武力メモ 人海戦術について(事例)

第一次世界大戦[編集]

極僅かな機関銃陣地が、多数の歩兵の正面からの突撃を撃退できることは、第一次世界大戦で明らかになった。以後、上記の「一般的な人海戦術の理解」で描かれた戦術が成功した例はなく、撃破された例は多数ある。かわって、この大戦で編み出された歩兵浸透戦術が、以後の歩兵攻撃の常道になった。

中国軍の山岳浸透戦略[編集]

1950年11月朝鮮戦争に参加した中国の人民志願軍は、北朝鮮軍を追撃して北上する国連軍アメリカ軍主体)に対し、軽装備の歩兵を山岳丘陵地帯から迂回させる戦術を大規模に適用した。数日分の食糧を携えて山野を越える中国軍の機動は、道路輸送に完全に依存していた国連軍にとって予想外であり、戦略的奇襲となった。各所で側面や後方を脅かされたアメリカ軍は、自分たちが踏み込めない山野が中国兵で埋め尽くされていると感じ、敗走に移った。夜間行軍を伴う山岳機動を大規模に実施して成功したのは、第2次大戦後、中国大陸で武装解除した日本軍将校を招聘(しょうへい)して人民解放軍を訓練したことにも因っている。

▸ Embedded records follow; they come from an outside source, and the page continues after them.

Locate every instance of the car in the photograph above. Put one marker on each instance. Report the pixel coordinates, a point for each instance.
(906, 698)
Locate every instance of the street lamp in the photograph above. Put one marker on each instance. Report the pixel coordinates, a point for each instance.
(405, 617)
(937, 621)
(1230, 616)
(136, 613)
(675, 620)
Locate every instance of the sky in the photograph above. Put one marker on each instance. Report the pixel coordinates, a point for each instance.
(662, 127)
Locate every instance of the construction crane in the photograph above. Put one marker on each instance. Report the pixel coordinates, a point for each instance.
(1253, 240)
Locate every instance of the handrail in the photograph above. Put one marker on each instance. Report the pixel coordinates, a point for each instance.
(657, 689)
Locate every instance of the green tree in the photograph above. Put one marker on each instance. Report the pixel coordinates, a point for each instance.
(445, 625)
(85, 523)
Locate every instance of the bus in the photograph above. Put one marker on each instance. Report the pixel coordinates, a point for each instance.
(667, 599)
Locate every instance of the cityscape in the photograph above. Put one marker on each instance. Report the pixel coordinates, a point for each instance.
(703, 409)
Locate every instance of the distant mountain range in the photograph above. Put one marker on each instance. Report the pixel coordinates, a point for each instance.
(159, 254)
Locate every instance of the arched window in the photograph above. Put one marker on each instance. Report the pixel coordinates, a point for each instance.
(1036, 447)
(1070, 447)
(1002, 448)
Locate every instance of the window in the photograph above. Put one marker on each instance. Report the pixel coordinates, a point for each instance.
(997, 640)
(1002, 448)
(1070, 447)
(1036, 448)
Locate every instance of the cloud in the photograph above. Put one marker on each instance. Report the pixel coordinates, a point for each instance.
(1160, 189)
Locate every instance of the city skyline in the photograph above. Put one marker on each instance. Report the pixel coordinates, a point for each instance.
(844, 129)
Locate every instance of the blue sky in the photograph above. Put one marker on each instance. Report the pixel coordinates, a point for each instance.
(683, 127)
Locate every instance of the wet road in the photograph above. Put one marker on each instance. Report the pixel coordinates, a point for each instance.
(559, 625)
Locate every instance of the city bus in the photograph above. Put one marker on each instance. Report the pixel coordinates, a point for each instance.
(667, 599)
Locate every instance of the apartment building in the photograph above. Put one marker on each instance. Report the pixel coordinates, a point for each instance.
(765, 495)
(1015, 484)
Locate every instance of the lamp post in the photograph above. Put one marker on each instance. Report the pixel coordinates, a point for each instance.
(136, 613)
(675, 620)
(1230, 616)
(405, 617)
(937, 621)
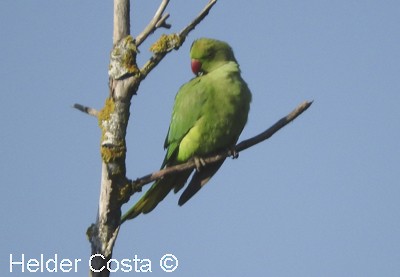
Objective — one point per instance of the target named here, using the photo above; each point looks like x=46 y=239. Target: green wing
x=186 y=112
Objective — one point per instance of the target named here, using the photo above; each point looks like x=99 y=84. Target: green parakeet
x=209 y=113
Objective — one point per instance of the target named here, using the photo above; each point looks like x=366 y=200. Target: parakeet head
x=208 y=54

追撃が一段落してから、1951年2月中国軍は再び攻勢に出て、初期の浸透には成功した。しかし、取り残された防御陣地を潰す際に、結局は歩兵による正面突撃、すなわち一般的な理解での「人海戦術」を採ることになり、機関銃等の重火器を備えていた国連軍の前に甚大な損害を蒙って(こうむって)失敗した[1]

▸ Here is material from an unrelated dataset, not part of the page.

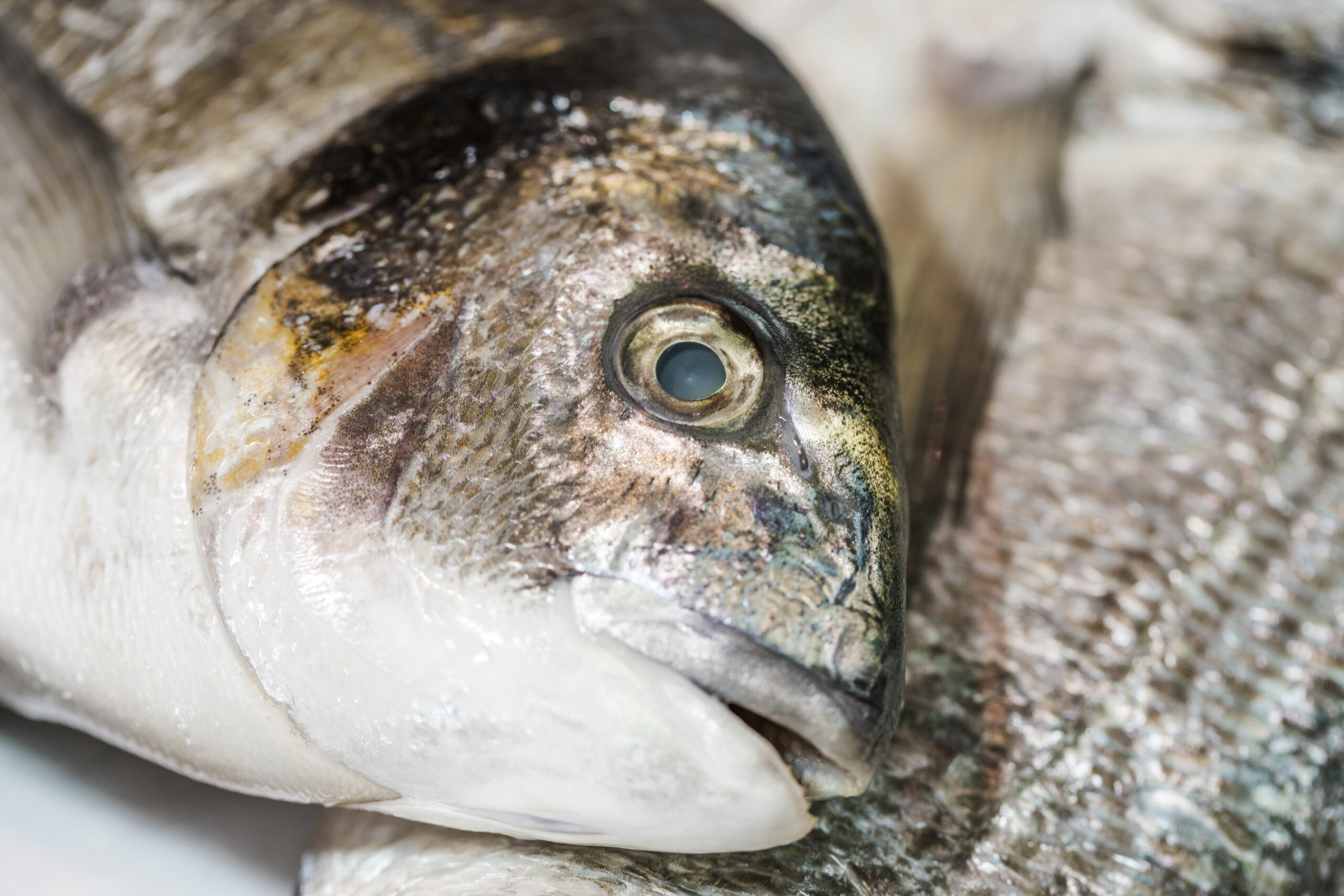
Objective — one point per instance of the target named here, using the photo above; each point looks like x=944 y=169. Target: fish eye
x=690 y=362
x=690 y=371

中国軍の伝統的なドクトリンは、国土防衛に重点を置いており、兵力の優位はまず自国の防衛を利するものとしている。近年の軍備近代化は攻撃能力向上を目指しているが、それはもっぱら質の向上に基づくものである。

中国軍の戦略としての人海戦術[編集]

毛沢東が豪語したように、「人民の海に敵軍を埋葬する」ことが戦略としての人海戦術である。

そもそも漢字での「人海戦術」という一連の用語は、毛沢東の造語であるとの説もある。具体的には日本軍を点と線に封じ込め、その周囲を積極的な浸透工作によって獲得した敵性の住民の住む領域で包囲することである。こうした敵性の地域が広がれば、軍の遊撃、ゲリラ戦なども容易になり、追撃されても分散と逃亡も容易になる。このため、日中戦争第二次国共合作以降、まさに非対称戦争の様相を呈し始めた。

そういった意味でも、「戦術」ではなく「戦略」と捉えたほうが妥当かもしれない。現在でもこうした構想はまだ踏襲されており、人民公社単位で民兵を編制した体制を維持している。外国の攻撃があった場合、人民公社単位、村単位で民兵が抵抗し、正規軍が反撃を行うのである。